12. The two drawings are The harvest (F 1484 / JH 1438 [2619]) and The harvest (F 1483 / JH 1439 [2620]); the painting is The harvest (F 412 / JH 1440 [2621]).
[2619] [2620] [2621]
13. Van Gogh actually means Philips de Koninck, who painted flat landscapes and was thought for a long time to have been one of Rembrandt’s pupils. Salomon Koninck was also a follower of Rembrandt, but he tended to concentrate on paintings of scholars in their studies and biblical scenes. See W. Sumowski, Gemälde der Rembrandt-Schüler. 6 vols. Landau 1983, vol. 3, pp. 1530-1535, 1627-1630.
14. The part of Provence that Van Gogh knew is a largely flat agricultural region. In the spring of 1884 Monet had painted Mediterranean mountain landscapes in Menton in the south of France and in Bordighera, just over the Italian border. In the spring of 1888 he worked in Antibes, a resort near Nice. See Joachim Pissarro, Monet and the Mediterranean. New York 1997, pp. 74-144. Some of the works painted in 1884 could be seen from 8 May to 8 June 1887 at the Exposition internationale de peinture et de sculpture at Georges Petit’s gallery, which Theo and Vincent had gone to together. See letter 798 and Wildenstein 1996, cat. nos. 854, 855, 859.

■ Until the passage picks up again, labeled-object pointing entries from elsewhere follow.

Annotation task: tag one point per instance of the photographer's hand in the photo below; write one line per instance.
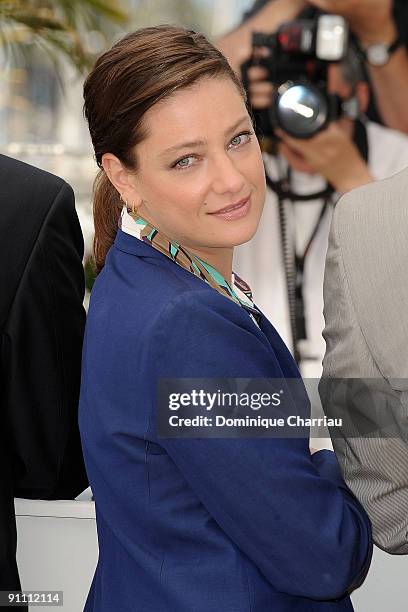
(236, 45)
(372, 22)
(330, 153)
(260, 90)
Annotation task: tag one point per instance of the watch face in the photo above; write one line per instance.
(377, 55)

15. In the 1881-1883 period Gauguin introduced clients to the Durand-Ruel gallery and mediated in purchases. See Correspondance Gauguin 1984, pp. 352-353.
16. After his second stay on the Breton island of Belle-Île in the summer of 1887, Russell decided to build a house for himself and his family in Port-Goulphar. He was the first foreigner to live permanently on the island. The locals called his house and studio, which he had designed himself in the style of an English manor, ‘Le Chateau de l’Anglais’ – the Englishman’s castle. See Galbally 1977, p. 45 and exhib. cat. Sydney 2001, p. 32 (with ill.). The family moved into the new house in the summer of 1888 (see letter 647).
17. Auguste Rodin’s Madame Vicuňa, 1888 (Paris, Musée d’Orsay) was exhibited at the Salon (under the title Portrait de Mme M.V...). Ill. 1292 [1292]. He did not complete the Bust of Mrs Russell, 1888-1889, silver (Morlaix, Musée de Morlaix) until later. Ill. 2184 [2184]. See exhib. cat. Sydney 2001, pp. 32, 51, 127 (cat. nos. 45-46), 129 (n. 42), and letter 647, n. 4.
[1292] [2184]
a. Read: ‘probablement il boit toujours encore du cognac avec de l’eau’.